The New York Times reports on the Saudi-led war on Yemen and U.S. support for the campaign as the war nears the one-year mark. The article doesn’t contain that much new information for readers that have been following the conflict closely, but it is still worth reading. This section stood out to me:
Saudi Arabia and its Persian Gulf neighbors were poised to begin a campaign in support of Yemen’s impotent government — an offensive Mr. Jubeir said could be relatively swift.
Two days of discussions in the West Wing followed, but there was little real debate. Among other reasons, the White House needed to placate the Saudis as the administration completed a nuclear deal with Iran, Saudi Arabia’s archenemy. That fact alone eclipsed concerns among many of the president’s advisers that the Saudi-led offensive would be long, bloody and indecisive. [bold mine-DL]
Mr. Obama soon gave his approval for the Pentagon to support the impending military campaign.
This doesn’t tell us anything we didn’t already know, but it reconfirms that Obama’s bad decision to support the Saudi-led intervention was made for all the wrong reasons. Giving the Saudis aid so that they could pummel and starve a poor neighbor is indefensible, and doing it just to suck up to Riyadh is even worse. Obama’s advisers correctly foresaw that the war would be “long, blood, and indecisive,” so the administration wasn’t being overly optimistic about the Saudis’ chances of success. They could see that the intervention was a mistake before it happened, and they backed the Saudis’ reckless war anyway just to placate our despotic clients. Since there was “little real debate” about what the U.S. should do and the desire to “reassure” bad clients was so strong, it’s no wonder that the president made such a terrible decision.
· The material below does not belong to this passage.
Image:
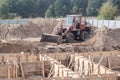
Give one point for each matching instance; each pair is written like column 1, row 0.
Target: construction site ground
column 23, row 56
The report says that the administration has been “whipsawed by criticism from all sides,” but that’s an exaggeration. It would be more accurate to say that the administration has largely avoided criticism at home by pretending that it isn’t a party to the conflict, and it has failed to get any credit from the clients it has been supporting. Obama wants the Saudis and the other Gulf states involved to be grateful for backing their unnecessary war, but he doesn’t want the U.S. to be held responsible for any of the coalition’s crimes. On the one hand, he has Kerry talking about how the U.S. is standing with the Saudis and praising the Emiratis for their “sacrifice,” and on the other he and his officials act as if the U.S. is a mere spectator. All the while, no U.S. interests are being advanced by any of this, and Al Qaeda in the Arabian Peninsula (AQAP) and the local ISIS affiliate have profited from the upheaval. As Obama is discovering once again, indulging bad clients doesn’t satisfy them, but just encourages them to whine more in the hopes that the U.S. will do more for them. For all of Obama’s supposed “frustration” with the Saudis and the Saudis’ distrust of Obama, he has been reliably indulging the Saudis in their worst instincts for at least the last year if not longer.